Sobre a raiva (ou outros sentimentos de estresse ou revolta) associada à necessidade carnal dos tipos Intestinais, temos diferentes reações: o E8, não reprime, mas sim expressa abertamente a sua raiva, de forma direta e autêntica, não tendo medo de mostrar suas emoções (e até mesmo as impondo); o E9 tende a evitar conflitos e suprimir/reprimir a raiva para manter a paz e a harmonia, “ficando conscientemente inconsciente” à raiva e a si mesmo, mas podendo explodir colocando tudo pra fora quando fica bravo; o E1 retém a raiva e a sente internamente, pois acredita que não é correto expressar tal sentimento, embora possa expressá-lo com criticidade e ressentimento elevados.

Notamos, também, determinadas declarações, estilos, focos e medos fundamentais nos Eneatipos. Para o E8, que tem um medo de ser humilhado, controlado, impotente ou vulnerável (Luxúria), notamos seu foco naquilo que é vulnerável em seus ambientes, relações (etc.) e seu estilo imperativo, forte, imponente e punitivo. Para o E9, que tem um medo de não ser amado, ser excluído, discordante ou desarmônico (Indolência/Preguiça), notamos seu foco naquilo que é harmônico e seu estilo narrador/ancião, pacifista, parental e amigável.

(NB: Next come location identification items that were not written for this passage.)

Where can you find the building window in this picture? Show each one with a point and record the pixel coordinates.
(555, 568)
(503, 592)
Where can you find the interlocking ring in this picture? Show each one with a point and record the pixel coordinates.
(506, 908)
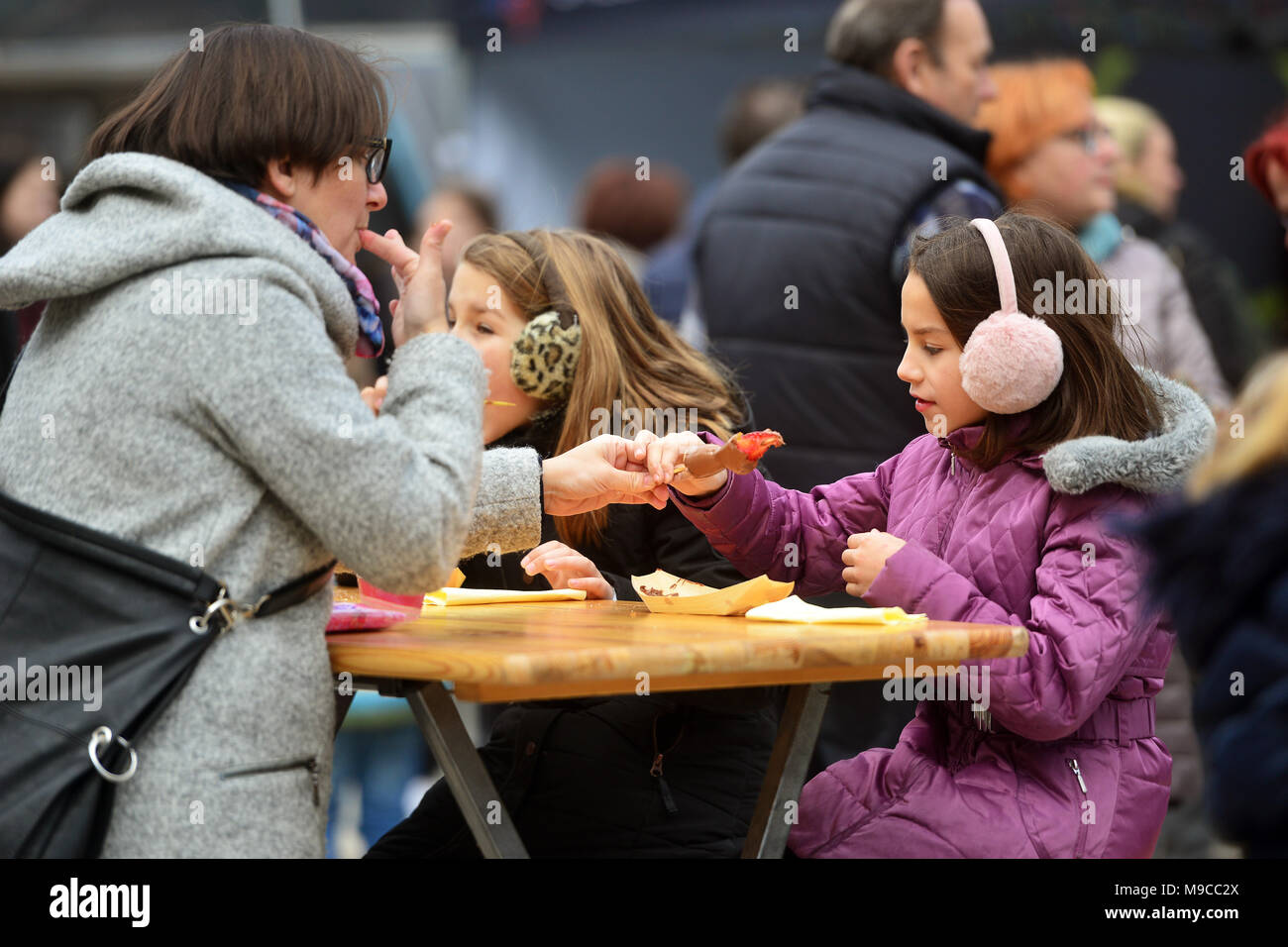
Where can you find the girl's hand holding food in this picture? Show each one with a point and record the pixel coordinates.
(662, 455)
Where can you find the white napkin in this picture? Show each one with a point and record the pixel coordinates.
(794, 608)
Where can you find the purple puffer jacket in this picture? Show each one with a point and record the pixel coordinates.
(1024, 544)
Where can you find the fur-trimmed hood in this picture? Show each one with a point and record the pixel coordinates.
(1157, 464)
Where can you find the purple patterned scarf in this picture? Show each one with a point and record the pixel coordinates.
(372, 334)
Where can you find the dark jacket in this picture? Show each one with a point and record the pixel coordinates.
(1222, 571)
(812, 215)
(576, 775)
(1212, 283)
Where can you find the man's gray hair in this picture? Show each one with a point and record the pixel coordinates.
(866, 33)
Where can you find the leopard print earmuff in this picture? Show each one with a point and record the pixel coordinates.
(544, 359)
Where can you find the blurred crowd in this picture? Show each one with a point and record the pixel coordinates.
(825, 185)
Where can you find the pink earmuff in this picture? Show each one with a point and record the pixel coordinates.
(1012, 361)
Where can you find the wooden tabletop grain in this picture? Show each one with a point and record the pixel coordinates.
(536, 651)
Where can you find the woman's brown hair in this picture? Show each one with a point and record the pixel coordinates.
(1100, 392)
(253, 93)
(629, 355)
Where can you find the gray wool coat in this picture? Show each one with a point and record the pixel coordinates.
(231, 437)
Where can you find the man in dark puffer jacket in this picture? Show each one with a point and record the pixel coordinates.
(804, 252)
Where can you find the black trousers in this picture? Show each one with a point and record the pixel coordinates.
(580, 783)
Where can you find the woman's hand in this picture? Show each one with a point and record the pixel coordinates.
(664, 454)
(596, 474)
(375, 394)
(421, 304)
(866, 558)
(567, 569)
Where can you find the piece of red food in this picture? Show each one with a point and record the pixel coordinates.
(755, 444)
(739, 454)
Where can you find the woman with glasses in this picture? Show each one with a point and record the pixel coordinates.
(1054, 158)
(185, 390)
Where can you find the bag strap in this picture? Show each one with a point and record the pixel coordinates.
(281, 598)
(294, 591)
(4, 389)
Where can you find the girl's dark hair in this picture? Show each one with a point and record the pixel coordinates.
(1100, 392)
(254, 91)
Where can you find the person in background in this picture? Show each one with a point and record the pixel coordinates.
(1037, 438)
(756, 111)
(800, 258)
(378, 750)
(1266, 161)
(27, 198)
(471, 209)
(1219, 567)
(636, 214)
(1054, 158)
(1149, 183)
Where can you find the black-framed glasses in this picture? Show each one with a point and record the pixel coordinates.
(1089, 136)
(378, 158)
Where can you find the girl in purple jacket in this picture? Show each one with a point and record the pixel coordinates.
(1039, 434)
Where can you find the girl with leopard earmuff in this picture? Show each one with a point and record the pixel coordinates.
(568, 338)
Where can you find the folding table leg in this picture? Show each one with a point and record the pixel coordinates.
(798, 732)
(472, 787)
(343, 701)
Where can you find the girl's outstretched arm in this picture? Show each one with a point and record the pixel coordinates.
(790, 536)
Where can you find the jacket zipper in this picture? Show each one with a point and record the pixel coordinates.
(1078, 849)
(309, 763)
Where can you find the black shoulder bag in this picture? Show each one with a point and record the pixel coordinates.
(97, 638)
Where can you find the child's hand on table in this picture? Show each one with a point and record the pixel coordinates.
(567, 569)
(661, 455)
(866, 557)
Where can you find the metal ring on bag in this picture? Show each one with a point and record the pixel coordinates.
(201, 625)
(103, 735)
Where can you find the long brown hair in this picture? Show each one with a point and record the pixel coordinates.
(253, 93)
(629, 355)
(1100, 392)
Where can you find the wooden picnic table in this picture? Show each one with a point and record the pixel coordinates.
(559, 650)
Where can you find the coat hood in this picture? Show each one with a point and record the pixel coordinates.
(1157, 464)
(132, 214)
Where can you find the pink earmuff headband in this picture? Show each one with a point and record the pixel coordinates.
(1012, 361)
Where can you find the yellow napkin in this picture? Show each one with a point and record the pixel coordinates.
(794, 608)
(490, 596)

Mais a fundo, vemos que: o E8 tende a se declarar como poderoso, protetor, direto e autêntico, reagindo com Luxúria (Excesso) perante medos como ser fraco, impotente, subestimado, desempoderado, humilhado, vulnerável, medíocre, prejudicado, controlado, manipulado ou injustiçado; o E9 tende a se declarar como amigável, tranquilo, pacífico e humilde, reagindo com Preguiça/Indolência diante de medos como entrar em conflitos, não ter amor, separação, ser desconfortável, sem importância, negligenciado, excluído, discordante, complicado ou desarmônico; o E1 tende a se declarar como “bom”, correto, no controle, responsável e diligente, agindo com Raiva/Ressentimento contra medos como estar errado, ser mau, raivoso, inadequado, desqualificado, corruptível, irresponsável, descuidado, condenado ou irreparável.